Meskipun terjadi suatu aksi pembalasan dari yang tersinggung, tapi di zaman dulu hanya melibatkan sedikit orang, terbatas pada orang yang mendengar secara langsung ucapan yang menyinggung itu tadi.
Nah, di zaman sekarang, sejak maraknya penggunaan media sosial oleh hampir semua orang, maka dampak dari sebuah ucapan bisa menyinggung perasaan jutaan orang.
Misalnya ucapan itu menyinggung penganut agama tertentu atau menghina etnis tertentu, bisa terbayang betapa banyaknya yang tersinggung.
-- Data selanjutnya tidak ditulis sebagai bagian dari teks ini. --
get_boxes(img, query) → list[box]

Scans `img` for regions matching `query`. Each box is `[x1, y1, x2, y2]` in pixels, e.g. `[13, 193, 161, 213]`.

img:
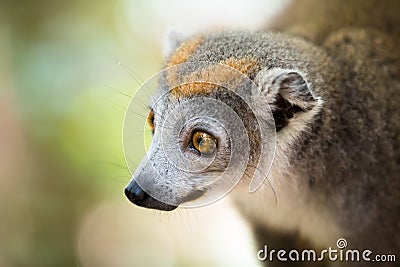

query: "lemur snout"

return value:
[124, 180, 177, 211]
[125, 180, 147, 203]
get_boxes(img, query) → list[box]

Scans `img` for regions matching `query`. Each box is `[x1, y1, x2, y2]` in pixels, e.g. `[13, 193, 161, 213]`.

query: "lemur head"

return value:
[125, 31, 333, 211]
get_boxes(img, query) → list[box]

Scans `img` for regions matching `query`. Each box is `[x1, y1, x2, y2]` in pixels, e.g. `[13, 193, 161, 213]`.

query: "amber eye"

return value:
[147, 110, 155, 133]
[192, 131, 217, 154]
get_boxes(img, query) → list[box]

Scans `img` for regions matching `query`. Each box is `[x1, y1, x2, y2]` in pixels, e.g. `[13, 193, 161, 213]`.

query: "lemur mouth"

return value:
[124, 180, 177, 211]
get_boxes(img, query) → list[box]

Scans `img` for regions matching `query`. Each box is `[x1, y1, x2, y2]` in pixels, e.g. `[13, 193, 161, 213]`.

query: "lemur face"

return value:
[124, 64, 270, 210]
[124, 32, 325, 211]
[125, 92, 234, 211]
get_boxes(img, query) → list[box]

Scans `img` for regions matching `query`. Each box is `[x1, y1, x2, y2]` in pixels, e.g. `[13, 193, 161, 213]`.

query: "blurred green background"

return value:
[0, 1, 284, 266]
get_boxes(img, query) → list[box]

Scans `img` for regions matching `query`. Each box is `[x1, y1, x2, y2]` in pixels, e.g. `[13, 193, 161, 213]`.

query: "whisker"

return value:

Soalnya, berkat kemajuan teknologi informasi, ucapan tersebut bila direkam dalam video dan kemudian diunggah di media sosial, akan sangat cepat tersebar.
Itulah yang menimpa Edy Mulyadi yang mengatakan lokasi Ibu Kota Negara (IKN) yang baru, yang telah diberi nama "Nusantara", sebagai tempat jin buang anak.
Akibatnya, tentu saja banyak warga Kalimantan yang melaporkan Edy Mulyadi ke pihak kepolisian. Seperti diketahui, IKN Nusantara berlokasi di Kalimantan Timur.
Berita terbaru, Edy Mulyadi telah ditetapkan sebagai tersangka ujaran kebencian SARA dan bahkan telah ditahan polisi (Detik.com, 31/1/2022).
Sebelum kasus Edy Mulyadi mencuat, cuitan Ferdinand Hutahaean di media sosial juga telah menuai protes dari banyak orang. Sekarang Ferdinand sudah menjadi tersangka dan ditahan oleh pihak kepolisian.